Da queste elezioni ribadiamo la volontà di essere utili a questo paese. La massima responsabilità – ha spiegato il numero uno del Pd – spetta a noi“. Così, ha commentato i dati finali delle elezioni il leader della coalizione di centrosinistra, che ha comunque difeso il risultato ottenuto, vincente alla Camera e con il maggior numero di voti al Senato. 

Dunque, Bersani ha intenzione di provare a formare un nuovo governo, nonostante l’assenza di una maggioranza di sicurezza a palazzo Madama, e portando un programma di punti precisi e cercando l’appoggio delle forze rappresentate nelle due Camere. “Primi senza vincere“, ha sintetizzato con amarezza il leader del Pd sull’esito del voto.


Il governo che Bersani auspica è “di combattimento, di cambiamento, che spinga su novità forti”. Insomma, le sirene sembrano squillare forte e chiaro verso il MoVimento 5 Stelle, più che verso Monti o il Popolo della Libertà. “Ciascuno si prenda le sue responsabilità, i 5 Stelle sono primo partito seppur di poco. Fin qui hanno “detto tutti a casa”, ora dicano cosa vogliono fare”, ha aggiunto Bersani.

Il segretario del Pd ha ammesso che, qualora l’incarico dovesse arrivare a lui di tentare a formare un nuovo governo, finirebbe per lasciare l’incarico nel partito, “come da scadenza naturale”.

Principale accusata della situazione di stasi emersa alle Camere, a parere di Bersani, la mancata riforma elettorale, “che noi – ha notato il leader del Partito democratico – non abbiamo voluto impedire”.
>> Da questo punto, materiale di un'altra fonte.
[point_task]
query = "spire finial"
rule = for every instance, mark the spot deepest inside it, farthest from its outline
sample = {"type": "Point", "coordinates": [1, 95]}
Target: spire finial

Scattando la fotografia ormai nota a tutta l’opinione pubblica, Bersani ha riconosciuto “una novità profonda che ha investito tutti noi”. Le ragioni a suo avviso, risiederebbero nella “crisi più grave dal dopoguerra, la disoccupazione giovanile e le ricette sull’austerità”.

Il segretario, insomma, ha sconfessato la linea del rigore fiscale portata avanti dal governo Monti, “un tema non solo italiano, ma europeo”. Oltre alle matrici economiche, Bersani ha additato una politica confermandola come “moralmente non credibile”, forse volendo aprire la strada ai tagli alla politica tanto invocati dai grillini.

Sulla proposta di governissimo, invece, lanciata da Berlusconi in mattinata, il candidato premier di centrosinistra si è espresso in maniera poco possibilista. “Se un confronto ci sarà, lo vedremo in Parlamento”.